Ich löse meine Lippen von Janas.
» Oh, ich will nicht stören. Andi, ich hoffe, du hast dir die Zähne geputzt?«
Die Situation ist so offenkundig, dass ich den Gedanken zu flunkern so schnell verwerfe, wie er gekommen ist.
» Es … es ist …«, beginne ich stammelnd.
» Weichgespülte Wäsche, das sehe ich selbst.«
» … genau das, wonach es aussieht«, seufze ich.
» Huch … wer hängt denn da an der Leine? Jana? Hallo, Jana! Unsere Zimmer sind wirklich schön. Andi, du behandelst sie doch im Schongang?«
Ich bin sprachlos.
» Ach so, ich verstehe, ihr übt Mund-zu-Mund-Beatmung. Für die nächste Rettungsaktion, wenn wieder einer ins Wasser fällt, nicht wahr?«
» Mutti, äh …«
» Gut, gut, macht weiter so. Ich hänge nur eben meine frisch gewaschenen Schlüpfer auf. Hier drinnen sind die rasch getrocknet.«
» Mutti!«
Oh bitte. Meine Erregung fällt wie das Quecksilber eines Thermometers, das aus der prallen Sonne ins Eisfach gelegt wird.

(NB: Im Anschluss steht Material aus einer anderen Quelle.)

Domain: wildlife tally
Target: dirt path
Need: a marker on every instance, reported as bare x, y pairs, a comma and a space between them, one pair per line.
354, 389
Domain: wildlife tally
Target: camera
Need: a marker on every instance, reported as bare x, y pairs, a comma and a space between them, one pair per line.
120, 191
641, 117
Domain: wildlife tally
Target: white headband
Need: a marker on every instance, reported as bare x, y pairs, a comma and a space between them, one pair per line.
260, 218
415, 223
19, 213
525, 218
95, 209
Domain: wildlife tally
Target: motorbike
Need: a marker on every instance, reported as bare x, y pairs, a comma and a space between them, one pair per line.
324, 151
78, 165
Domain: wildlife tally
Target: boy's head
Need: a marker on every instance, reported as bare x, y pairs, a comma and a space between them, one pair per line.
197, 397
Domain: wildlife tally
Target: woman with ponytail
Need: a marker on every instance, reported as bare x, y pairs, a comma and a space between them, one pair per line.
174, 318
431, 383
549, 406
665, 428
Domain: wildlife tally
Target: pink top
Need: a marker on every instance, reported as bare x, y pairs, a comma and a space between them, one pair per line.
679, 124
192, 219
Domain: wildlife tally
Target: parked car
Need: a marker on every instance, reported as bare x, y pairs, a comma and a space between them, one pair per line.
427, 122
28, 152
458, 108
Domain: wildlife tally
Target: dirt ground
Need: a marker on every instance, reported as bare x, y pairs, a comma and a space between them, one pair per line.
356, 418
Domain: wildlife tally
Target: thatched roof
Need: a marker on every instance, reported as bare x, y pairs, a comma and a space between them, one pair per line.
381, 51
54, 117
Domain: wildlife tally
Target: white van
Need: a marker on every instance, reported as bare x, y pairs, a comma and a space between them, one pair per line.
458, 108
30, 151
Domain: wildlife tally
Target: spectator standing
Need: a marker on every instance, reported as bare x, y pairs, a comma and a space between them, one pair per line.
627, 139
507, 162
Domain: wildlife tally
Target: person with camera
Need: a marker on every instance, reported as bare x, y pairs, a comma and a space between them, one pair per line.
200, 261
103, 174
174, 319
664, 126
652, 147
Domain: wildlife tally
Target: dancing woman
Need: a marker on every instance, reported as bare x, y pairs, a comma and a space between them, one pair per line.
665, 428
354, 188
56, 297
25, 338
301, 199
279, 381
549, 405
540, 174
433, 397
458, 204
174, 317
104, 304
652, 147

» Bin schon fertig. Bis später.«
Als sie durch die Tür ist, löse ich die Wäscheklammer von Janas Shirt. Wir schauen uns nur noch belämmert an. Und dann lachen wir auf einmal gleichzeitig los. So laut und schallend, dass sich die Bettlaken neben uns wie von einem Luftzug aufblähen.
» So … so kann ich nicht arbeiten.« Ich wische mir Tränen von der Wange.
Wir umarmen uns so innig, unsere Herzen pochen aneinander.
Dienstag, 17. Februar
VERRÜCKTE GÖTTER IN ANGKOR WAT C
Das ist die Idee, ich mache es so wie früher! Noch vor Sonnenaufgang fummle ich die Taschenlampe aus meiner Reisetasche. Um Mutti nicht zu wecken, lese ich unter der Bettdecke im Reiseführer. Heute werde ich mich nicht blamieren! Auf jeden Fall nicht mit Wissenslücken. Denn Angkor Wat ist doch für alle das Ziel der Reise, und … ahaahaaha … vor 800 Jahren die größte Stadt der Welt, Hauptattraktion und Stolz des Landes. Na, das liest sich doch gut. Im Fernsehen und auf Fotos habe ich sie ja auch schon mal gesehen: diese großen Türme in Form von Lotosblüten, die sich im See davor spiegeln. Insgesamt verteilen sich in Groß-Angkor sogar viele hundert Tempelanlagen auf einem Gelände von fast 1000 Quadratkilometern. Wow, das ist eine Fläche, weitläufiger als Berlin.
Die Decke verrutscht, ich ziehe sie höher.
Oha, das ist ja ein richtiger kultureller Knaller, ich hätte Jana im Bus aufmerksamer lauschen sollen: Nach hinduistischem Glauben war der König ein Gott auf Erden, seine Stadt und die Bauwerke sollten das Universum im Kleinformat abbilden. Vermutlich so ähnlich wie ein Alpendorf in einer Schneekugel. Okay, so viel Info reicht mir fürs Erste.
Quicklebendig hüpfe ich um 6 Uhr aus dem Bett. Im Bad pfeife ich die Melodie von »Du hast die Haare schön« vor mich hin, aber mit einem entschieden anderen Text im Kopf: »Ich will die Jana seh’n, ich will die Jana seh’n, ich will ich will, ich will die Jana seh’n!«
Und so geschieht es auch, im Frühstücksraum am Toaster.